On any given time you are apt to come across tourists strolling slowly along the road or the beach. Or elderly couples walking holding hands, rekindling their love for each other in their own special way, Amed-style.

Traditional boats languishing on the beach.

And almost everywhere there you can hop on a traditional fishing boat for a sunset tour, again to reignite the proverbial fire that simmers inside you.

Amed is actually not just one village but a string of smaller villages, starting with the village Amed in the north followed by Congkang, Jemeluk, Bunutan, Lipah, Selang, Banyuning and ending with Aas.

At present Amed is mostly a quiet place with stunning ocean vistas as well as one of the best places in Bali for scuba diving.

The landscape comprises a series of headlands overlooking bays, lined with fishing boats.
From the top of the hill, one cannot but marvel at the serene scenery and feel grateful that the long tracts of land have no given way to tacky opulence in the way of star-rated hotels.

Located on the dry side of the mountains Agung and Saraya, Amed is short in rain throughout the year. The landscape is very arid and the slopes of the mountain look bare.
The sleepy village still remains untouched by the effects of tourism, but as developments, albeit at a snail’s pace, take place along this strip, Amed is likely to become one of the island’s major tourist areas, a gain for local people in search of a decent livelihood but a pain to advocates of the environment.

In the meantime, many locals subsist by producing salt thanks to their proximity to the sea.
To reach Amed is an exhausting trip but is an experience in itself: it is rich in curves and very steep ups-and-downs.

From Amed the road south via Jemeluk, Lipah, Bunutan and Selang is narrow but moderately paved, offering stunning views of mountains on one side and the Lombok Strait on the other.

Locals eke out a living by making salt.

“Jemuluk, which is a protected bay, is an ideal place to begin snorkeling. Four kilometres further south along the coast is Banyuning, where there’s a small Japanese wreck and beautiful coral gardens,” said our driver.

“The corals are alive and beautiful, but you have to travel a couple of meters to find the most vivid colors.”

Diving schools are available in the area, and readily point you out the best dive spots.
Snorkeling and diving off the black-sand beaches here is exceptional for the variety and numbers of fish. But just to be anywhere along the coast or sit in one of the seaside restaurants and observe dolphins playing in the waves is just as enthralling.

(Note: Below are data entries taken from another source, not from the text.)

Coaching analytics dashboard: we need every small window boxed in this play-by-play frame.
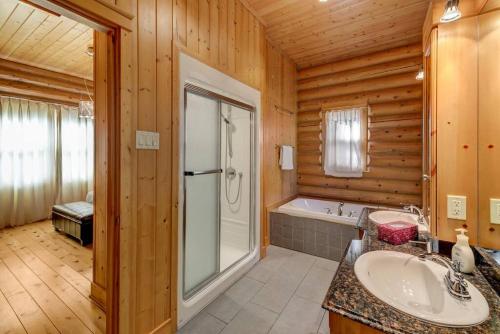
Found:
[323,108,367,177]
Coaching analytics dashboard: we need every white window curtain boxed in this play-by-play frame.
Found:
[323,108,366,177]
[58,106,94,202]
[0,96,93,228]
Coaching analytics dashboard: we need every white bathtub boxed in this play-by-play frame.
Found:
[277,197,369,225]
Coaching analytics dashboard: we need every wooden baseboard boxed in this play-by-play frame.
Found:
[90,282,106,312]
[150,319,174,334]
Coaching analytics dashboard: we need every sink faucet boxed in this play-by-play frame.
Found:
[403,204,429,229]
[410,238,471,300]
[337,202,344,217]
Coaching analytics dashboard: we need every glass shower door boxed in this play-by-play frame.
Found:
[183,92,222,298]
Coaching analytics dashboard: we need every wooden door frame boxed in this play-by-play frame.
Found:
[31,0,123,333]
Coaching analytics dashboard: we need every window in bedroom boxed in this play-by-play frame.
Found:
[323,107,368,177]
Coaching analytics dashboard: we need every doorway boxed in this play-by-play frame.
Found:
[0,0,120,333]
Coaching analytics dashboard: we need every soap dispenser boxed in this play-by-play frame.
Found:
[451,228,475,274]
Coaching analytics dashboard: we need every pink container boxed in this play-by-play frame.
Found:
[377,221,418,245]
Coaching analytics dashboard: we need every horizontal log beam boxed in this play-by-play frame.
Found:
[368,141,422,154]
[0,58,94,94]
[298,175,422,195]
[297,57,422,92]
[297,73,422,102]
[368,154,422,168]
[299,84,422,115]
[368,126,422,142]
[369,98,423,117]
[297,165,422,181]
[0,88,78,107]
[298,185,422,206]
[298,43,422,80]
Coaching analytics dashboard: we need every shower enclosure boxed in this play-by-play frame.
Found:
[179,84,255,300]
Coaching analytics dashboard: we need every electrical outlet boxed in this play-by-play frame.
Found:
[490,198,500,224]
[135,131,160,150]
[448,195,467,220]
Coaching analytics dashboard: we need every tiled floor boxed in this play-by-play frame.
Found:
[178,246,338,334]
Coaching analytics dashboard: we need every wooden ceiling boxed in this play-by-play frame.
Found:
[245,0,430,68]
[0,0,93,79]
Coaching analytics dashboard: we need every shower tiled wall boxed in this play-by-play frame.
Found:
[270,212,358,261]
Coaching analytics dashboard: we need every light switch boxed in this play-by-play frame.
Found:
[448,195,467,220]
[135,131,160,150]
[490,198,500,224]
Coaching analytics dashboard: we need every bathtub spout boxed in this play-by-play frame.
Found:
[337,202,344,217]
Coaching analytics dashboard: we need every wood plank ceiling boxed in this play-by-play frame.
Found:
[246,0,429,68]
[0,0,93,79]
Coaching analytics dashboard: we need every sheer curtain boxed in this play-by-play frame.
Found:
[58,106,94,202]
[323,108,366,177]
[0,96,94,228]
[0,97,57,228]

To fly from Jakarta to Bali in a 90-minute journey only to settle down in undeveloped Amed might be an uncool thing to do—it is even more uncool if you’re there and cannot manage to visit the site even for a few hours.

Getting to Amed:
Garuda Indonesia flies the Jakarta-Denpasar vv route 50 times per week, Denpasar-Mataram vv route 7 times per week, Jakarta-Denpasar-Kupang vv route 7 times per week, Yogyakarta-Denpasar vv route 14 times per week, Surabaya-Denpasar vv route 21 times per week.

To get to Amed from Kuta, head for the Bypass towards Sanur and exit to take the road on your right that leads into the coastal highway heading east.

The coastal road was completed a couple of years ago; it now allows you to drive all the way from Tirtagangga in a clockwise manner.